# Clearing the air



## woodchux (Jul 6, 2014)

Planning to set up an economical dust collector system using a Ridgid 14 gal, 6HP, 170 CFM wet/dry vacuum, & a Rockler 10 gal dust separator, with shop vac expandable hoses. Is this enough to clear the air in a 10' x15' "woodwork" garage, or should I consider something else/better? Your comments are appreciated. Be safe.


----------



## tvman44 (Dec 8, 2011)

Anything is better than nothing. Enough???? Who knows. :thumbsup:


----------



## ryan50hrl (Jun 30, 2012)

If cleaning the air is what you want to do in the cheap, a 20" box fan with a furnace filter taped over it is your best bet. 

What your proposing will help more with the sawdust on the floor.


----------



## hokeyplyr48 (Nov 12, 2013)

Or find your local HVAC/furnace repair and get a squirrel cage blower from them. They usually give them away or sell them for really cheap. I got two for $30. Put one in a plywood box and put two stage filters ahead of it and it does a great job.


----------



## ORBlackFZ1 (Dec 25, 2013)

woodchux said:


> Planning to set up an economical dust collector system using a Ridgid 14 gal, 6HP, 170 CFM wet/dry vacuum, & a Rockler 10 gal dust separator, with shop vac expandable hoses. Is this enough to clear the air in a 10' x15' "woodwork" garage, or should I consider something else/better? Your comments are appreciated. Be safe.


If you are trying to "clear the air" in your workshop, a shop vac is NOT the device to use. If you are trying to collect dust created at your Miter Saw, Band Saw, Table Saw, Drill Press, Track Saw, Radial Arm Saw, Bench Top sander, etc, then you have the correct device for an entry level dust collector.

Dust collection at the source is always the primary dust collector! Dust collection should always (did I write always, yes I wrote ALWAYS) start at the source of the saw dust. 

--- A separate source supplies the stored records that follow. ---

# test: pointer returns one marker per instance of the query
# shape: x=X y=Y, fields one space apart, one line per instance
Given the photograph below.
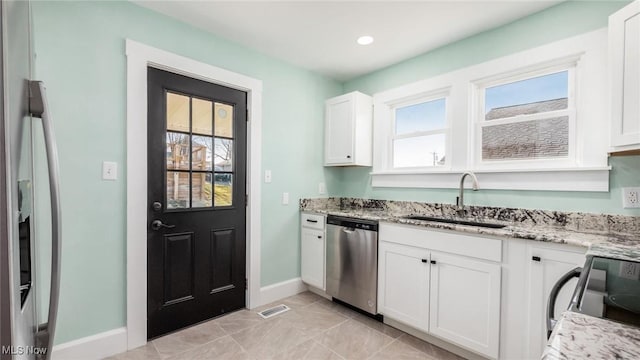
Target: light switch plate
x=631 y=197
x=109 y=170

Air filtration units are a backup dust collection system. They should only be used to collect saw dust that did not get collected by the primary dust collector.

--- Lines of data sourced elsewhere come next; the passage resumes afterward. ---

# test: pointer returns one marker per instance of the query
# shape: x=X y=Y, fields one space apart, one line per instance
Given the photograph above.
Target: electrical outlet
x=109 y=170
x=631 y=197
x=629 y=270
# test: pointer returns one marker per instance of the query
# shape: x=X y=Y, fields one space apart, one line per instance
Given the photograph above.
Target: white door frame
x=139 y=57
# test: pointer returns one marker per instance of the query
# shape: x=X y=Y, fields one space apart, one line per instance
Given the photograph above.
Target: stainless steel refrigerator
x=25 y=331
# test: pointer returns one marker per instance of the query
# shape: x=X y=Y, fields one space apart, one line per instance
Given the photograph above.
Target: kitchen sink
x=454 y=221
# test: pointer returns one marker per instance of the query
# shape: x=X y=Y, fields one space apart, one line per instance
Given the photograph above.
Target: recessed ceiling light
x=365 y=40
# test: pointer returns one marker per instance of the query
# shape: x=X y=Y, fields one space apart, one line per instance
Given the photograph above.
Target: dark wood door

If you really have the primary covered, and you still have dust collecting in the air, then air filtration should be your next step. 

My router used to saturate my shop with saw dust. I mounted it in a fully enclosed table and attached a dust collector. Now, I can use the router all day, without it adding to the shop particle count.

My band saw used to also add dust particles to the shop air. I used to run a 4" diameter 10' long flex hose to the two (2) 4" diameter ports on the band saw. I switched to a 6" diameter 10' long flex hose from my dust collector to the two (2) 4" band saw ports and now my band saw does NOT raise the particle count in the shop air. I spent three (3) hours re-sawing an 8' long ash log in to 4/4 lumber the other day and the particle count never increased in the shop. ( I use a Dylos particle counter to track the particulates in the shop air).

*My point is that you should focus on collecting the saw dust at the source. Air filtration should be a back up system for capturing air borne particles that your primary dust collector missed. * 

I can't capture all the saw dust from all the machines, so I use two (2) Jet AFS-1000B units to catch what my primary dust collector misses. 

Try the advanced search function on this site using the text "air filtration" in the Dust Collection forum and you will get all kinds of good posts on Air filtration.


----------